Effect of Testosterone on Haloperidol Induced Catalepsy in Male Rats

Abstract

Background: Parkinson’s disease (PD) is a progressive neurodegenerative disease involving nigrostriatum neurons. Recent studies have indicated a higher prevalence of PD in male gender. On the other hand testosterone deficiency is more common among male parkinsonian patients in compare to healthy men. Objective: This study was aimed to investigate the effect of testosterone hormone on a parkinsonian motor symptom, catalepsy, in male rats. Catalepsy is inability to correct externally imposed postures, and the muscle stiffness comes towards this failure. Methods: The study carried out on male Wistar rats weighing 220-230g. In order to induce catalepsy in animals, haloperidol (1 mg/kg, i.p) as D2 antagonist was administered before testing animals via standard bar test. Animals were gonadectomized to investigate testosterone elimination effect on catalepsy, and also the androgen receptor blocker, flutamide (10, 20, 30 mg/kg i.p) , and the aromatase inhibitor, letrozole (4 mg/kg s.c), were administered in certain groups of animals. The standard bar test method was used to evaluate induced catalepsy. Results: Haloperidol 1 mg/kg, i.p, was able to induce ambient catalepsy (p< 0.0001).

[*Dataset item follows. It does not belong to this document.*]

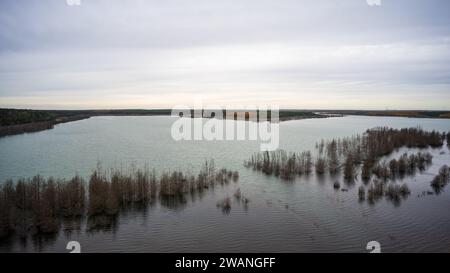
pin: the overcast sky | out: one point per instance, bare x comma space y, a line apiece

Results of standard bar test represented that gonadectomy worsened the catalepsy symptom (p< 0.05) and subchronic testosterone replacement could return this effect (p< 0.001). While low dose flutamide administration represented an improvement in cataleptic symptoms, higher doses were more cataleptic. Letrozole administration represented nearly the same cataleptic symptoms as the control group of animals. Conclusion: Testosterone deficiency increases catalepsy and testosterone (1 mg/kg, i.p) subchronic replacement can significantly be effective in remission. It seems that the effect of testosterone on improvement of cataleptic symptoms is through its influence on androgenic receptors.